沈佳瑛!你真是瘋了!叫你作!為了這麼個臭不要臉的男人,作掉一個十多年的朋友!這下好了,萬一還傳出什麼緋聞,真是得不償失。
我坐在沙發上忐忑不安,也深深的意識到趙一承果然不是真心回頭,他這心裡要是還有我,就不是在這兒和我爭辯得熱火朝天,而是直接把我往醫院送。
女人就是矛盾,一邊趕人走,又要想他到底是不是真的回頭,是不是真的愛我,說那些無恥的話是不是因為還在乎。
這樣的矛盾僅僅在我心裡停留了幾秒,趙一承遞給我開水的時候,有那麼一瞬間,我產生了他還在乎我的錯覺。

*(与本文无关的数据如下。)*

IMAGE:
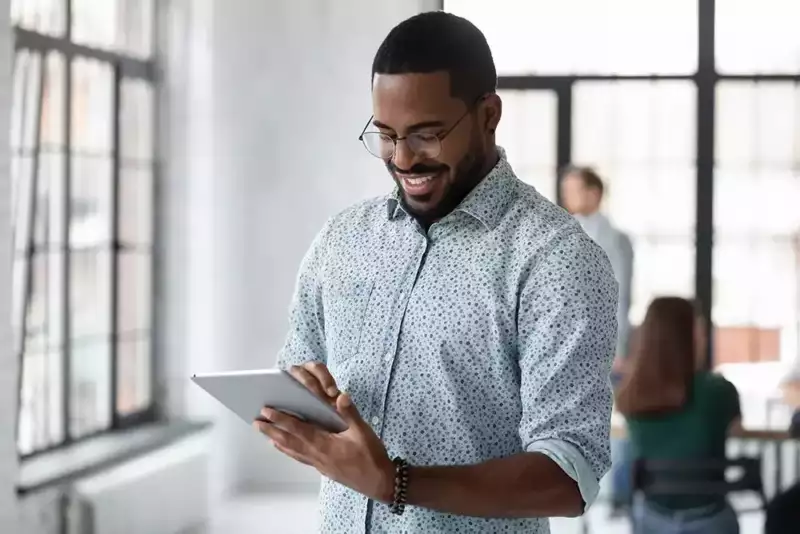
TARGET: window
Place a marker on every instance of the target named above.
(690, 110)
(531, 149)
(639, 135)
(586, 36)
(83, 168)
(757, 220)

不過是一杯開水,也是我自己家裡的開水,沒有什麼好拒絕的,我端起喝了幾口,似乎舒服了一些。
水杯被燙的熱乎乎,捏在手裡很暖和,於是我緊緊的捏著玻璃杯,無論趙一承說什麼,我都不搭理他。我心裡很不安,覺得自己太作,尋思待會兒馮振陽來了該如何收場。
思來想去,我乾脆給馮振陽打電話叫他別過來,反正我在趙一承面前丟的人已經夠多了,不多這麼一回。
嘟嘟嘟嘟……有時候,人生就是這麼戲劇化,我撥了十幾通,一直是未接狀態。